Level Two: The Messages

The second is the message level. Here is where we really get to the heart of the social media data. No matter the social media platform, the heart of an organization’s engagement efforts occurs not through static architectural elements but through dynamic engagement efforts — through the day-to-day messages the organization sends and the daily connecting actions it takes. The messages are the heart of any social media platform, though they go by different names according to the platform. On Twitter, they are tweets. On Facebook, it’s statuses. On YouTube, videos. On Pinterest, it’s pins. On Instagram, it’s photos. Despite the different names, the point is that at their core all social media platforms stress dynamic communication, as manifested in the discrete visual or textual messages an organization sends to its followers.

Twitter_-_CFGB_-_message-level

Take a look at the above screenshot. You’ll see I’ve indicated the message-level data. These are the tweets. Through accessing Twitter’s user_timeline API, you can access all of the information seen in the screenshot — the full text of the tweet, whether it was a retweet, how many times the tweet has been retweeted and favorited, links to included photos, etc. In almost any Twitter study you will want to gather these data. And fortunately, you can generally acquire the last 3,200 tweets sent by a Twitter user. If you have 100 organizations in your sample, this means you could easily — in a single day — build a database with 320,000 tweets.

Level Three: The Connections

Finally, there is the connections level. You can’t see these immediately on the Community Foundation’s Twitter page, but by clicking on ‘Following’ or ‘Followers’ you can get details on the other users the organization is following or followed by, respectively.

Twitter - CFGB (connections1)

For instance, clicking on ‘Following’ you will get what is shown in the screenshot below. Here you’ll see the first six Twitter users that the Community Foundation for Greater Buffalo follows. After the messages (tweets), this is the second most-important set of data — once again, here we can see the results of the organization’s dynamic engagement efforts — the formal social network connections it is making with other Twitter users.

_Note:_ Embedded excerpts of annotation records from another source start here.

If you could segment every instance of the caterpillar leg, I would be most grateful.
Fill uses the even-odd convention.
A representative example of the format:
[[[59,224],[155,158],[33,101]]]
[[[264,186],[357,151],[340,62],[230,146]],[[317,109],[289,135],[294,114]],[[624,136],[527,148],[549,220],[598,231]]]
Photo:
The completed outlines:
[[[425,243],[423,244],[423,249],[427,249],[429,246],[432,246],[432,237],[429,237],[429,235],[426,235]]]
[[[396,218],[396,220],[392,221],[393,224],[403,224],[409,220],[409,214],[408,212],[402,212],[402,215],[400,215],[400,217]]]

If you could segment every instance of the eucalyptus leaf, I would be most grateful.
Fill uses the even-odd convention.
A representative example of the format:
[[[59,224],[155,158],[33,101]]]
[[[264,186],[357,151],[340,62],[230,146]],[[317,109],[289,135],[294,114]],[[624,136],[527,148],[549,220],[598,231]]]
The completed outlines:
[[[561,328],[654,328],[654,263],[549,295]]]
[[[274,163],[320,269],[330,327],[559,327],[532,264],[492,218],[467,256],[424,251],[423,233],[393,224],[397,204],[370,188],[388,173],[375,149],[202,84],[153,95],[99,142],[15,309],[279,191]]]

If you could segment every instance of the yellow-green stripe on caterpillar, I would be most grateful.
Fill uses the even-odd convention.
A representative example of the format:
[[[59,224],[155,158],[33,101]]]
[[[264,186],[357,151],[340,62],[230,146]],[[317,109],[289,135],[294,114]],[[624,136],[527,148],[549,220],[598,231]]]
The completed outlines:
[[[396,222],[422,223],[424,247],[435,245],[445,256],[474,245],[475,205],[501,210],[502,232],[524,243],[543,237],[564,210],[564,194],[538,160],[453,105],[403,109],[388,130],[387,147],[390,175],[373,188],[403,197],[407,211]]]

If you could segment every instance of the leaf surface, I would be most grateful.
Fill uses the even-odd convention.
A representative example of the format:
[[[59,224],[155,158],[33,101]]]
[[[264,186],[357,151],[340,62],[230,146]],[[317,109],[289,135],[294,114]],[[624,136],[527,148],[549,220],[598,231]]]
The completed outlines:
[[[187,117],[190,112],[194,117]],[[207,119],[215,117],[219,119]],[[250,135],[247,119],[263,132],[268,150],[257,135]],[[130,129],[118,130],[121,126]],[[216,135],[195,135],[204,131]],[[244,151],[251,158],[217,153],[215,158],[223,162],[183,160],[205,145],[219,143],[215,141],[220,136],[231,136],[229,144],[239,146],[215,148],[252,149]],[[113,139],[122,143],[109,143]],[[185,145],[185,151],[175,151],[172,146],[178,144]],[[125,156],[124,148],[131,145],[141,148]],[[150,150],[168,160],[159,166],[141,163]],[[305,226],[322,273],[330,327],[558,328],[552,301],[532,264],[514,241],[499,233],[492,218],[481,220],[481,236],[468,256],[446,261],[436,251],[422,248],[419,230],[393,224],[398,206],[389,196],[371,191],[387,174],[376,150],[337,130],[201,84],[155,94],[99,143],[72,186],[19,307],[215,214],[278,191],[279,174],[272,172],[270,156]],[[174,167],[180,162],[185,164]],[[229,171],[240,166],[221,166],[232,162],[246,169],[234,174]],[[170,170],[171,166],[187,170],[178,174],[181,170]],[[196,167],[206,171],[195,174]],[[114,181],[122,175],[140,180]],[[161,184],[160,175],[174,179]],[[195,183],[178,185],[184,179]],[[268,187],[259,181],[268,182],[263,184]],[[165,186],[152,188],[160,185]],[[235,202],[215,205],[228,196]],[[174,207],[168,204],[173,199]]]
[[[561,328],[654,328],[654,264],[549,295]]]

Twitter - CFGB (connections)

As with the account-level and message-level data, these data are also available for download. To get a list of users the organization follows, access Twitter’s GET friends/ids API, while to get a list of users that follow the organization, access the GET followers/ids API. This is where you would go to get the data for a social network analysis of a sample of organizations’ friend and follower networks. Future tutorials will cover how to do this.

Summary

Here are the two key takeaways. One, I hope you now understand that all social media sites have three fundamental elements that individuals or organizations can employ to engage with their audience: 1) static architecture, 2) discrete messages, and 3) discrete connecting actions. The first is interesting and necessary but not terribly important for most research projects. The latter two reflect an organization’s attempts at dynamic engagement with its audience. These two levels are also the building blocks for aggregating to higher levels of analysis — notably, using tweet-level data to conduct conversation-level analyses or using connection-level data to conduct network-level analyses. I’ll cover those in future posts.

Two, Twitter — as with other social media sites — organizes and grants access to its data through series of APIs that roughly conform to the levels of analysis covered above. What I hope to have conveyed here is that to get the data you need, you first have to understand this essential differentiation of the data. Understanding the different levels of analysis is the first step to understanding the nature of social media data.